Iqbal Bashir is the Muslim owner of the factory. He oversees the work and with no hesitation and the hauteur of those who detain unconditional power, he describes flat out what life is like in his factory: “The labourers work between 10 and 12 hours per day. Sometimes even more. They are paid per piece, and every one thousand bricks they receive 890 rupees (9€ approx. A/N)”. Iqbal walks slowly and examines every face he meets. Then when asked if he doesn’t think it shameful that in 2016 people should be exploited in such a manner he smiles and replies: “Shameful? Do you call feeding these people shameful? This is the only option they have, it’s very simple.” He goes on to tell us that his workers are happy, that they like working for him and don’t want to leave; but the owner’s words slowly seem to drift off, becoming a distant and senseless chatter, void of any sense in the face of the deafening noise of the tragedy that surrounds us.
A boy wearing an image of Jesus around his neck, a man making the sign of the Cross before shaking your hand, an image of the Madonna. The labourers live hanging on to a faith which is rejected by the majority, their only personal lifeline, the means to survive a sentence which knows no mercy. That is what it’s like for Nargas Munawar, 35 years old and her son, who, aged 7, already works alongside her: ”I’ve always done this job. I did it as a girl and I still do it today. I’ve worked in many factories and now I’m here. I haven’t seen the world, I’ve never been to the city, so this is my life and this is the work I do. But I do know that I don’t want my son to suffer the same fate as me and I pray that one day he will be able to leave”.

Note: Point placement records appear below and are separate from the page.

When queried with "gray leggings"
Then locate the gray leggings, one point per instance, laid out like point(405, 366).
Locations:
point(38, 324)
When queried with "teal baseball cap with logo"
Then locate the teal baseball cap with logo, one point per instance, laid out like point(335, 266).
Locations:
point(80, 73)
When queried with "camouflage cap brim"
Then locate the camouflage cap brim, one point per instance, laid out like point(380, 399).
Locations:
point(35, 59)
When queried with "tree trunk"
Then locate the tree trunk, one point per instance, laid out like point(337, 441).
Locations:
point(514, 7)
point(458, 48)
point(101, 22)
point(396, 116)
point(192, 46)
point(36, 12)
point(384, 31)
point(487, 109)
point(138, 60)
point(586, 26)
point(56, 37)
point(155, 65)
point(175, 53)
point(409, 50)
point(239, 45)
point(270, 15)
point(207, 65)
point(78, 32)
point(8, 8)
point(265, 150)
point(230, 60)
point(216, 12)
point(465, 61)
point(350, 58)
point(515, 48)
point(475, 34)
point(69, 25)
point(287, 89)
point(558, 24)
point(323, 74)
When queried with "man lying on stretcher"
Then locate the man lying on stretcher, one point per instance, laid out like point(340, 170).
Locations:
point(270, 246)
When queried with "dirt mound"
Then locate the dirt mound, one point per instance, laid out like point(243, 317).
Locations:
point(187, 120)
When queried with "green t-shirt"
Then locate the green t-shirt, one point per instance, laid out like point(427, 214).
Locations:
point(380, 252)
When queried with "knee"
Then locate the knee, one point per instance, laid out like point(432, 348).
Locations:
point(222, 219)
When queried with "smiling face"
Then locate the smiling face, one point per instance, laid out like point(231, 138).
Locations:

But fate does not seem to offer any way out for now and the present of children and adolescents seems to run along set rails. They toil and labour with no respite: some carry panniers full of grass, others dig in the mud, and then there is Safina, who recently turned twelve and spends her days moving identical rows of bricks. She turns them on one side and then on the other so that they take on a good shape; she spends her day bent over, her gaze always set on the slabs and on her numbed hands which nimbly continue to turn them around. She is alone: the sun is setting, only a thin ray of light is left to illuminate the girl in her endless labor. Then, Safina abruptly stops, looks up and with a delicacy which appears in stark contrast with everything surrounding her, she moves her hand to raise her scarf and reveal her eyes. They are the eyes of a Gorgon, green with hints of blue, they will turn you to stone, they are frightening. Her irises look like they have been painted by Caravaggio; those eyes are absolute, petrifying but at the same time void of any emotion. Pure light but no life. They are eyes which see no way of escape, not even in the form of a dream. They are eyes that have no past, no future, eyes worn out by the bricks which they have stared at for their entire brief existence. They bear their weight in the pupils and know of nothing else. There is no world except for those obsessively identical blocks in those eyes borne of the sublime, which terrify: this is the look of slavery in Pakistan today.